Assim, o mito nos auxiliou como uma ferramenta-sonho, assinalando um ponto de partida onde há uma universalidade da conduta humana (repetição como estabelecimento da rotina e possibilidade de tomada de consciência), que depois pôde evoluir para a singularização da vida afetiva do paciente.
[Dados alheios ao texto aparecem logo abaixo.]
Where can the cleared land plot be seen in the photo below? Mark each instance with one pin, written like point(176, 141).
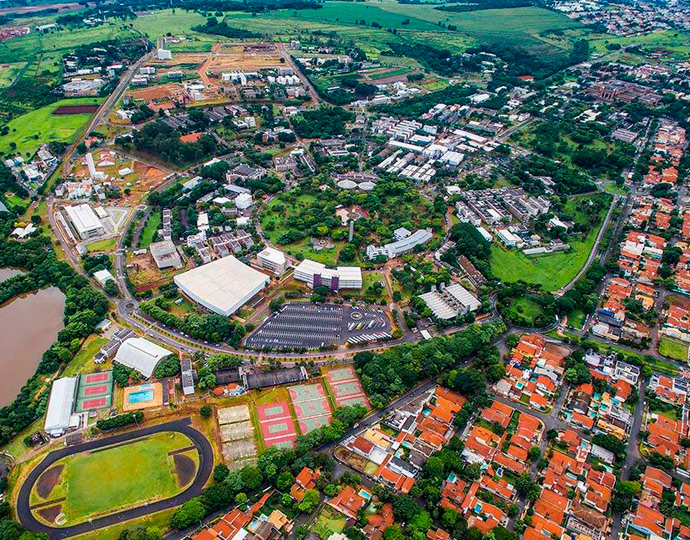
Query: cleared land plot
point(277, 426)
point(673, 349)
point(346, 387)
point(41, 126)
point(311, 406)
point(106, 480)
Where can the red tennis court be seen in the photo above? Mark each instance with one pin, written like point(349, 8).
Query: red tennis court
point(95, 403)
point(273, 411)
point(96, 390)
point(93, 378)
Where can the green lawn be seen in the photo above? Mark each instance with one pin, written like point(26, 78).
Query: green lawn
point(150, 230)
point(9, 72)
point(551, 271)
point(103, 482)
point(329, 522)
point(40, 126)
point(526, 309)
point(673, 349)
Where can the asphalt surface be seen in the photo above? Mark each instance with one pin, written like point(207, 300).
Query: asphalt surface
point(195, 489)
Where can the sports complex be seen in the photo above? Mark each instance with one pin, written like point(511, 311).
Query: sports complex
point(100, 483)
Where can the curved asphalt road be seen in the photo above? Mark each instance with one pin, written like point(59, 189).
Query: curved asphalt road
point(183, 426)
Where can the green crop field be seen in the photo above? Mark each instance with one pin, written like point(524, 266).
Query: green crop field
point(41, 126)
point(128, 475)
point(9, 72)
point(26, 47)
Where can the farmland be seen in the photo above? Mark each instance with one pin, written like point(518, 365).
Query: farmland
point(29, 131)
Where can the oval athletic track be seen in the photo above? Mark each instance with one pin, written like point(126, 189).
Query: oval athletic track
point(183, 426)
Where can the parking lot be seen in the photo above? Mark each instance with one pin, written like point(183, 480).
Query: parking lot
point(302, 325)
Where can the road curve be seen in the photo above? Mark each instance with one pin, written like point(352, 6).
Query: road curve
point(183, 426)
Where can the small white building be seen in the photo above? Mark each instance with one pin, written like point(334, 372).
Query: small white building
point(273, 260)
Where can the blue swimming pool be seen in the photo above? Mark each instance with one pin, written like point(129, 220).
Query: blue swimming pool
point(141, 396)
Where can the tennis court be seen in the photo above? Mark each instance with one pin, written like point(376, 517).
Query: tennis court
point(311, 406)
point(277, 427)
point(95, 391)
point(346, 387)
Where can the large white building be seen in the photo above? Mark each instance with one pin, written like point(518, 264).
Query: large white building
point(60, 405)
point(402, 245)
point(85, 221)
point(141, 354)
point(223, 286)
point(273, 260)
point(314, 274)
point(452, 301)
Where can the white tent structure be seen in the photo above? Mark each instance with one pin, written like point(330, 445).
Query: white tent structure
point(141, 354)
point(60, 404)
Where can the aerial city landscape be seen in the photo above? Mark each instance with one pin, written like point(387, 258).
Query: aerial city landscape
point(329, 270)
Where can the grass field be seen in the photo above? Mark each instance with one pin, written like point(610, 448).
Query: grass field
point(673, 349)
point(149, 232)
point(525, 308)
point(41, 126)
point(103, 482)
point(9, 72)
point(551, 271)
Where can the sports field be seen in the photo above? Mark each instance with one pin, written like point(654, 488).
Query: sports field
point(311, 406)
point(346, 387)
point(277, 426)
point(97, 483)
point(41, 126)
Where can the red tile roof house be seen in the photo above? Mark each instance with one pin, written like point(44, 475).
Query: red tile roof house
point(348, 502)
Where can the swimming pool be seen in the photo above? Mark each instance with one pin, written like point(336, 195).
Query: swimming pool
point(141, 396)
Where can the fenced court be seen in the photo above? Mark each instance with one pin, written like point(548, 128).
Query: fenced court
point(95, 391)
point(277, 427)
point(346, 387)
point(311, 406)
point(237, 436)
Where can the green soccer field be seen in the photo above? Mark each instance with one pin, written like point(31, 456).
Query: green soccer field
point(119, 477)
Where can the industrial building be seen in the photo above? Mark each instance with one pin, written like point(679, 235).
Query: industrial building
point(405, 242)
point(315, 274)
point(85, 221)
point(222, 286)
point(273, 260)
point(451, 301)
point(59, 417)
point(141, 354)
point(165, 255)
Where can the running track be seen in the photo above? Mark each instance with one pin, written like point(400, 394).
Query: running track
point(182, 426)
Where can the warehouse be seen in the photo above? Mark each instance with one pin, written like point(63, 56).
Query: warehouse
point(59, 416)
point(85, 221)
point(223, 286)
point(314, 274)
point(451, 301)
point(141, 354)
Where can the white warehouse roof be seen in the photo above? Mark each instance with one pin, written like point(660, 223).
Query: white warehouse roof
point(60, 405)
point(141, 354)
point(223, 285)
point(84, 219)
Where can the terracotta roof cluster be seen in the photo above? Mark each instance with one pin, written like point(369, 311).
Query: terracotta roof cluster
point(533, 373)
point(249, 525)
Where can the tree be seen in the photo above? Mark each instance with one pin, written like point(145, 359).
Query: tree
point(285, 480)
point(310, 501)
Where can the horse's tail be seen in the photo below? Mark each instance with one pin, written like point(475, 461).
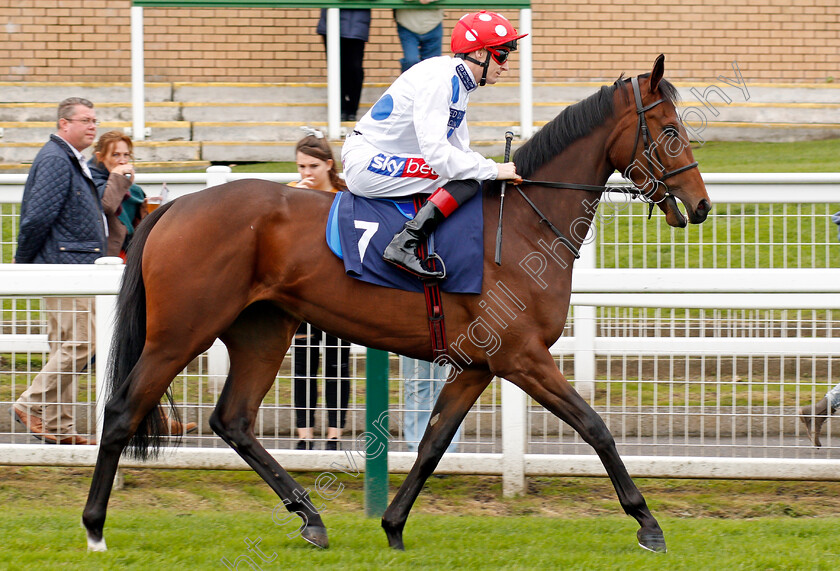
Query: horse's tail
point(130, 338)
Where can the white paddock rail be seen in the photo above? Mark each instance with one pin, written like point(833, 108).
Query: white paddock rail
point(672, 288)
point(723, 188)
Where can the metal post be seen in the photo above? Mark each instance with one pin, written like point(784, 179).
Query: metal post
point(376, 448)
point(333, 74)
point(526, 76)
point(138, 110)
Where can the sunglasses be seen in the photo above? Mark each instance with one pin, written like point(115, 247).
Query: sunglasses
point(499, 55)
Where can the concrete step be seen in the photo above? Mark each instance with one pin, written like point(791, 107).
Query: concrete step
point(144, 151)
point(33, 131)
point(154, 111)
point(54, 92)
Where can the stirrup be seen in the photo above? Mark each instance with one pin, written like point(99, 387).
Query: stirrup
point(435, 256)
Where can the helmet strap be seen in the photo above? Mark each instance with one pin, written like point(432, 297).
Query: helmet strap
point(484, 65)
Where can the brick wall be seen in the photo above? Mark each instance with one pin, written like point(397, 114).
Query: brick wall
point(88, 40)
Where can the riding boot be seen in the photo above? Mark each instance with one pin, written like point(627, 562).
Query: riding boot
point(402, 251)
point(816, 414)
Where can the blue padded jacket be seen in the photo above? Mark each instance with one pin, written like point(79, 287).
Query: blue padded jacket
point(61, 219)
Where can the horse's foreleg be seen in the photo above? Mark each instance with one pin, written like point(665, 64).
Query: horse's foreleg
point(449, 411)
point(148, 381)
point(257, 343)
point(547, 385)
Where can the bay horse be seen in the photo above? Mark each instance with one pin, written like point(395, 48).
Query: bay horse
point(246, 261)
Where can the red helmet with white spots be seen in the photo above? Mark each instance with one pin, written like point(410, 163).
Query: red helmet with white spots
point(481, 30)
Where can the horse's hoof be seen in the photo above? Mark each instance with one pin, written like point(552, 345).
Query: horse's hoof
point(394, 534)
point(652, 540)
point(316, 535)
point(96, 544)
point(96, 541)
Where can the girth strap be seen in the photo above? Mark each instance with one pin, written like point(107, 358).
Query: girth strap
point(434, 303)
Utilizar e fazer trabalhar a função mítica ajudou- nos a compreender algo desse sofrimento autístico, presente em demasia em nosso mundo contemporâneo.

É necessário registrar que aprendemos o quanto é fundamental que o analista tenha em mente que a repetição, se tomada como apenas inútil e vã, se não for considerada em sua devida importância, cobrará seu preço, minando todos os esforços terapêuticos da dupla.

Se nossa elaboração permitiu-nos encontrar um duplo sentido no mito de Sísifo, ampliando nossa compreensão e abrindo outras possibilidades técnicas de acolher esse sofrimento, também nos ensinou, principalmente, que só ao paciente cabe não reagir à reiterada descida da pedra, porque ele mesmo já está pedra, efeito que pode estender-se ao analista e petrificá-lo, ao deixar escapar as pequenas diferenças.

 

Um ponto de luz que apanha a palavra certa

"O espetáculo - diz Hamlet - é a armadilha com que vou capturar a consciência do rei". Capturar é a expressão adequada. Pois a consciência anda rápido ou recua. É preciso pegá-la no voo, no momento inapreciável em que lança um olhar fugidio sobre si mesma. (Camus, 2005, p. 91)

Nas sessões iniciais Pedro entrava sempre acompanhado dos pais, mas não interagia com eles. Isolava-se num canto da sala, permanecendo deitado no chão, dividindo a massa de modelar em pequenos pedaços, enfileirando-os monotonamente.

No segundo ano de análise ele conseguiu entrar sozinho, iniciando duas novas atividades: uma, fazia rabiscos circulares onde misturava todas as cores, o que levou sua analista a apontar a confusão por ele vivida e a nomear essas cores individualmente, dizendo: "você pegou o marrom, olha o verde"! E a outra atividade, igualmente significativa, consistia em levar a analista para o corredor3 onde ele descobriu e sentiu-se atraído por um micro ponto de luz no painel do alarme. Esse ponto de luz, ao chamar a atenção de Pedro, despertou o interesse da analista que, com sua sensibilidade aguçada, atribuiu-lhe a devida importância, introduzindo na sessão seguinte a lanterna por ele utilizada no corredor, que culminou com uma brincadeira onde o paciente procurava aproximar-se fisicamente da analista, sentando-se a seu lado e procurando seu colo.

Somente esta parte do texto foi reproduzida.